Affliction with STD, FC (45(6), compare with FC 46(3), 47(5), 47(3)

Art. 45. A marriage may be annulled for any of the following causes, existing at the time of the marriage:
(6) That either party was afflicted with a sexually-transmissible disease found to be serious and appears
to be incurable.

Art. 46. Any of the following circumstances shall constitute fraud referred to in Number 3 of the
preceding Article:
(3) Concealment of sexually transmissible disease, regardless of its nature, existing at the time of the
marriage; or

Art. 47. The action for annulment of marriage must be filed by the following persons and within the
periods indicated herein:
(5) For causes mentioned in number 5 and 6 of Article 45, by the injured party, within five years after
the marriage.

Art. 47. The action for annulment of marriage must be filed by the following persons and within the
periods indicated herein:
(3) For causes mentioned in number 3 of Article 45, by the injured party, within five years after the
discovery of the fraud;
Others

REPUBLIC OF THE PHILS. VS. ALBIOS


G.R. No. 198780 October 16, 2013

FACTS:

Fringer and Liberty Albios got married on October 22, 2004, before the sala of Judge Calo in Mandaluyong
City. 2 years after their marriage (December 6, 2006), Albios filed with the RTC a petition for declaration
of nullity of her marriage with Fringer. According to her, the marriage was a marriage in jest because she
only wed the American to acquire US citizenship and even arranged to pay him $2,000 in exchange for his
consent. Adding that immediately after their marriage, they separated and never lived as husband and
wife because they never really had any intention of entering into a married state and complying with their
marital obligations. The court even sent summons to the husband but he failed to file an answer.

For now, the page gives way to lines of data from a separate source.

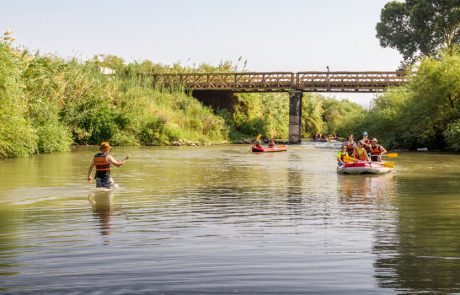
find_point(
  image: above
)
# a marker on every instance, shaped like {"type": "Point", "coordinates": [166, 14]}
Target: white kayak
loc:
{"type": "Point", "coordinates": [363, 168]}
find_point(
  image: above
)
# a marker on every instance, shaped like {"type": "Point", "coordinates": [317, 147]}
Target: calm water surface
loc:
{"type": "Point", "coordinates": [210, 220]}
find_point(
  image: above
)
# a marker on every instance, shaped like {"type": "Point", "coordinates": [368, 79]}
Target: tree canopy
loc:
{"type": "Point", "coordinates": [419, 27]}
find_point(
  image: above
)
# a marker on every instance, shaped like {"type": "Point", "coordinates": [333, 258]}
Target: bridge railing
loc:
{"type": "Point", "coordinates": [348, 81]}
{"type": "Point", "coordinates": [285, 81]}
{"type": "Point", "coordinates": [229, 81]}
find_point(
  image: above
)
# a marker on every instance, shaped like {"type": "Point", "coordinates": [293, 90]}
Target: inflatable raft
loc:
{"type": "Point", "coordinates": [363, 168]}
{"type": "Point", "coordinates": [281, 148]}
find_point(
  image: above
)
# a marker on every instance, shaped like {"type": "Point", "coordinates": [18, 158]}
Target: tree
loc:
{"type": "Point", "coordinates": [419, 27]}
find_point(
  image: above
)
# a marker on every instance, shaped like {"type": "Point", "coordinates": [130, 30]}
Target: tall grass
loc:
{"type": "Point", "coordinates": [48, 103]}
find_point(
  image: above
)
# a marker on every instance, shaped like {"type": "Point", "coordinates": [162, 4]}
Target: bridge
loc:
{"type": "Point", "coordinates": [285, 81]}
{"type": "Point", "coordinates": [293, 83]}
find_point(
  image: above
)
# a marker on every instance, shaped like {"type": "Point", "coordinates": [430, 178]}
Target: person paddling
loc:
{"type": "Point", "coordinates": [102, 162]}
{"type": "Point", "coordinates": [360, 152]}
{"type": "Point", "coordinates": [376, 150]}
{"type": "Point", "coordinates": [341, 155]}
{"type": "Point", "coordinates": [351, 144]}
{"type": "Point", "coordinates": [366, 142]}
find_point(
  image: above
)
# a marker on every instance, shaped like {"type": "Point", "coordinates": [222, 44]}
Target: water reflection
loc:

Both the RTC and CA ruled in favor of Albios declaring that the marriage was void ab initio for lack of
consent because the parties failed to freely give their consent to the marriage as they had no intention to
be legally bound by it and used it only as a means to acquire American citizenship in consideration of
$2,000.00.. However, the Office of the Solicitor General (OSG) elevated the case to the SC. According to
the OSG, the case do not fall within the concept of a marriage in jest as the parties intentionally consented
to enter into a real and valid marriage. That the parties here intentionally consented to enter into a real
and valid marriage, for if it were otherwise, the purpose of Albios to acquire American citizenship would
be rendered futile.

ISSUE:

Is a marriage, contracted for the sole purpose of acquiring American citizenship in consideration of
$2,000.00, void ab initio on the ground of lack of consent?

HELD:

NO. Both Fringer and Albios consented to the marriage. In fact, there was real consent because it was not
vitiated nor rendered defective by any vice of consent.

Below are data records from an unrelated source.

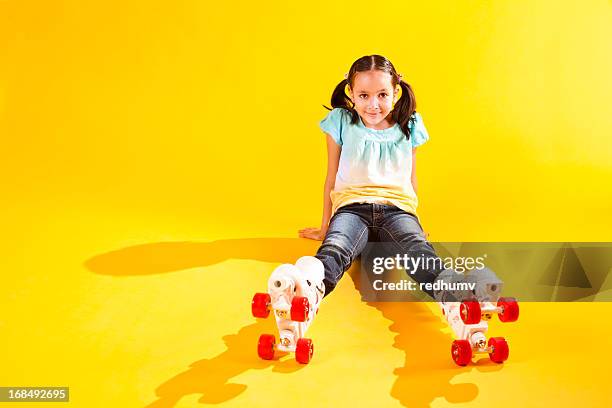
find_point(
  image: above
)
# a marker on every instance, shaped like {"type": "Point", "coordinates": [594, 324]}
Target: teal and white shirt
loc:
{"type": "Point", "coordinates": [375, 165]}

Their consent was also conscious and intelligent as they understood the nature and the beneficial and
inconvenient consequences of their marriage, as nothing impaired their ability to do so.

That their consent was freely given is best evidenced by their conscious purpose of acquiring American
citizenship through marriage. Such plainly demonstrates that they willingly and deliberately contracted
the marriage. There was a clear intention to enter into a real and valid marriage so as to fully comply with
the requirements of an application for citizenship. There was a full and complete understanding of the
legal tie that would be created between them, since it was that precise legal tie which was necessary to
accomplish their goal.

Under Article 2 of the Family Code, for consent to be valid, it must be (1) freely given and (2) made in the
presence of a solemnizing officer.
A "freely given" consent requires that the contracting parties willingly and deliberately enter into the
marriage.

Consent must be real in the sense that it is not vitiated nor rendered defective by any of the vices of
consent under Articles 45 and 46 of the Family Code, such as fraud, force, intimidation, and undue
influence. None of these are present in the case.

Therefore, their marriage remains valid.